Sala 7G – Arte Cinética – Optical Arte – Abstracionismo
“Cinética” é um ramo da física deslocado por artistas de vanguarda para o terreno das artes plásticas, em meados do século XX. Assim surge a Arte Cinética, vertente que rompe com o caráter estático da produção artística daquele momento.

Não é por acaso que a primeira exposição deste gênero de arte denominava-se “Le mouvement” que aconteceu em Paris em 1955.

No Brasil a Arte Cinética teve início quando Abraham Palatnik expos na I Bienal de São Paulo, em 1951, o aparelho cinecromático.

No acervo da Pinacoteca, os quadros de Palatnik criam ilusões ópticas, inusitadas, mas não se trata de obras em movimento real. O movimento advém de uma percepção do observador.

Os trabalhos aqui expostos se aproximam da optical arte, termo usado para aglutinar artistas que pesquisam as ilusões ópticas.

Nesta sala não podemos deixar de mencionar as experiências estéticas de Ruth Aklander Palatnik, Jota Medeiros, Di Souza, Lutthermila, Mehlinscky e Ermínio Souza.
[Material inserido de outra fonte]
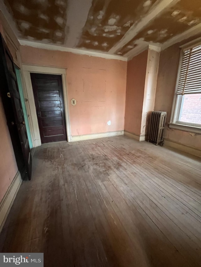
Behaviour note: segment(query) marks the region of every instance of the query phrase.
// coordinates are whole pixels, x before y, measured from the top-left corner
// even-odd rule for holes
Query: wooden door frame
[[[22,70],[24,78],[24,83],[23,83],[24,95],[27,96],[28,101],[25,103],[29,115],[29,123],[33,146],[41,145],[41,140],[38,126],[33,88],[31,84],[30,73],[42,73],[46,74],[57,74],[62,76],[63,100],[65,110],[67,139],[68,142],[72,142],[72,136],[70,123],[70,117],[68,109],[68,101],[67,87],[66,85],[66,69],[54,67],[45,67],[35,65],[22,64]]]

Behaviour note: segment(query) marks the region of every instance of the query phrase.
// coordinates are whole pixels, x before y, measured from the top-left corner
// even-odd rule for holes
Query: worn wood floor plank
[[[0,251],[45,266],[200,266],[200,159],[124,136],[35,149]]]

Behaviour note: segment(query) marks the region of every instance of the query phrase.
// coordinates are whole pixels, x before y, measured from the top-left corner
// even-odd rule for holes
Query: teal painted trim
[[[20,75],[20,71],[19,71],[19,69],[16,67],[15,67],[15,73],[16,73],[17,80],[17,81],[18,87],[19,88],[19,92],[20,99],[22,103],[22,111],[23,111],[23,113],[24,115],[24,121],[25,122],[25,125],[26,125],[26,131],[27,133],[27,136],[28,137],[28,140],[29,141],[29,146],[30,147],[30,148],[32,148],[33,147],[33,144],[32,143],[32,141],[31,140],[31,132],[30,132],[30,128],[29,128],[29,124],[28,116],[27,116],[27,113],[26,112],[26,105],[25,105],[25,101],[24,101],[24,94],[23,92],[23,89],[22,89],[22,81],[21,80],[21,76]]]

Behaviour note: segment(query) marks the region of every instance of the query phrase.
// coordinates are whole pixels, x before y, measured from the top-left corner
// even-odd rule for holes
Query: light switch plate
[[[75,106],[76,105],[76,100],[74,98],[71,99],[71,105],[73,106]]]

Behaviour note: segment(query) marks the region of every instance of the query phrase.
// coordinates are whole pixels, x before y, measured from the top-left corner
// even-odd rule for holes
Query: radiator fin
[[[153,111],[151,114],[148,141],[156,145],[163,144],[163,131],[166,124],[167,112]]]

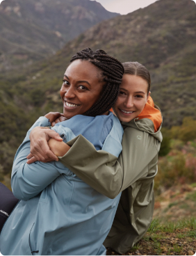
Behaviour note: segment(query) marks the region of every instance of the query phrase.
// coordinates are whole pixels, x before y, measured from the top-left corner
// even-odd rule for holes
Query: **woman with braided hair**
[[[143,237],[152,219],[162,117],[149,96],[151,79],[147,68],[131,62],[123,66],[119,96],[113,106],[124,128],[122,152],[118,159],[107,152],[96,150],[82,136],[67,143],[71,147],[67,145],[63,150],[54,139],[49,145],[65,166],[99,193],[115,198],[122,192],[104,244],[124,255]],[[54,134],[48,132],[51,131],[45,131],[54,138]],[[37,140],[37,132],[32,131],[33,141]],[[46,144],[46,140],[42,141]]]
[[[88,48],[73,56],[60,89],[67,120],[51,128],[63,141],[62,148],[83,135],[97,150],[118,157],[123,129],[109,109],[123,73],[122,64],[104,51]],[[50,113],[40,118],[16,153],[11,184],[19,201],[1,232],[4,255],[106,255],[103,242],[120,194],[110,199],[99,193],[60,161],[26,163],[31,131],[50,126],[60,115]]]

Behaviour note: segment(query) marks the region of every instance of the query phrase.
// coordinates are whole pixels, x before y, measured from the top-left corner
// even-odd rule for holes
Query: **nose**
[[[128,97],[124,102],[124,105],[127,109],[132,108],[133,106],[133,99],[132,97]]]
[[[75,97],[74,90],[73,86],[70,86],[65,90],[65,96],[67,99],[72,99]]]

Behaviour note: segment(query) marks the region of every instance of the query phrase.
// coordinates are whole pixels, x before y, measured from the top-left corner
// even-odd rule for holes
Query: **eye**
[[[120,90],[119,92],[119,95],[121,95],[121,96],[125,96],[126,95],[126,93],[124,91]]]
[[[82,90],[88,90],[88,88],[84,86],[79,86],[78,88],[79,89]]]
[[[70,83],[67,80],[63,80],[63,86],[68,86],[70,84]]]
[[[136,98],[142,98],[143,96],[142,95],[140,95],[140,94],[138,94],[138,95],[136,95]]]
No trabalho de Raul Córdula, há uma nítida influência do abstracionismo geométrico.

Sala 8H – Arte Popular – Primitiva – Naif
Trata-se de uma vertente universal da arte. No Brasil passou a ser valorizada após o Movimento Modernista de 1922, que divulgou entre suas tendências o gosto por tudo o que era genuinamente nacional e popular.
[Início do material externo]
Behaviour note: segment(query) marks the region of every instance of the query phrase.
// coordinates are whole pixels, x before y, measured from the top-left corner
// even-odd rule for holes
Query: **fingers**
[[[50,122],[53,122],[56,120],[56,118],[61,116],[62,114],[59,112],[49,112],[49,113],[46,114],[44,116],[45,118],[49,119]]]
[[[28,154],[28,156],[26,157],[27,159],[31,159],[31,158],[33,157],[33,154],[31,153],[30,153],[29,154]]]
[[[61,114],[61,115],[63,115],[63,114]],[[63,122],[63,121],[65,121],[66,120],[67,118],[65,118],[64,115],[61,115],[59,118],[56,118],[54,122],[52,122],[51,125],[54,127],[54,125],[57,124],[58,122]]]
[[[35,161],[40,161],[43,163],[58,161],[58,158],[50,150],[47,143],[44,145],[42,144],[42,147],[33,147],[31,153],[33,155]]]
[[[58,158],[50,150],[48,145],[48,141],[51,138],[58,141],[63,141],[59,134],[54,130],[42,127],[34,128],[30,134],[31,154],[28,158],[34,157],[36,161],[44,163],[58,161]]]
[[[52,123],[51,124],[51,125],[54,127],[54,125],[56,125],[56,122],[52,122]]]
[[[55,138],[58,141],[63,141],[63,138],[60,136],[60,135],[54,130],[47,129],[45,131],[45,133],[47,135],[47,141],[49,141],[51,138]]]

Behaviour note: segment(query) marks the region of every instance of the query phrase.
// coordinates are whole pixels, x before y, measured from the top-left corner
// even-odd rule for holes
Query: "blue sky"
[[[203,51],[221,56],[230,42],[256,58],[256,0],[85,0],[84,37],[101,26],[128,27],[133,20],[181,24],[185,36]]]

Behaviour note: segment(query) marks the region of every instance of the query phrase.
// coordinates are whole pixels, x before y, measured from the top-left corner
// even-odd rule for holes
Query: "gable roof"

Registre-se a grande fecundidade da arte popular em nosso Estado, cuja origem vai do período colonial, passando pela arte de Maria do Santíssimo, os irmãos Iaponi e Iaperi Araújo, Aécio Emereciano, Carlos José, Francisquinha Cruz, Nivaldo Rocha, Fé Córdula até a chegada de artistas como Edilson Araújo, Vatenor, Lourdinete, Rosa M, Ivanise, Etelânio, revelam o potencial artístico do nosso Estado.

Ainda nesta sala merecem destaque nomes de prestigio internacional: Antônio Maia e Silvia Charel.

Sala 9I - Estética da Continuidade e da Ruptura
As obras de arte aqui expostas abrangem um longo período: últimos decênios do século XX até o inicio do século XXI. Estamos diante de uma produção artística heterogênea, quanto ao estilo e quanto à técnica.

Trata-se de obras inscritas em um processo de continuidade e renovação do Movimento Modernista, como podemos observar nas trabalhos de: Rossini Perez, Fernando Gurgel, Erasmo Andrade, Marcelus Bob, Dione Caldas, Marlene Galvão, Madê Wainer, Cristina Jacomé, Assis Marinho e outros. Diversos artistas, no entanto, apontam para uma estética da ruptura seguindo propostas da Pós-Modernidade. É o que acontece com as esculturas de Guaraci Gabriel, Fábio Di Ojuara, Felipe Bezerra e Ana Antunes.

Em relação à pintura insere-se nessa nova vertente os trabalhos de Vicente Vitoriano, Clarissa Torres, Flávio Freitas, Hanna Lauria e Eduardo Alexandre – todos do RN.

Os quadros expostos nesta sala revelam também que o acervo da Pinacoteca foi ampliado com doações/aquisições de artistas originários de outros estados do Brasil e até mesmo do exterior. Merecem destaque as obras de: Gil Vicente (PE), Edson Helenus (PE), Calasans Neto (BA), os internacionais Marek Richard (DE) e H. R. Giger (SWZ) – designer que criou o design do personagem Xenomorfo, da famosa serie dos filmes Alien.

A dinâmica do crescimento do acervo da Pinacoteca nos últimos 100 anos é inquestionável. No entanto, é preciso atualiza-lo com a aquisição da obra dos novos artistas que estão despontando no horizonte das artes visuais.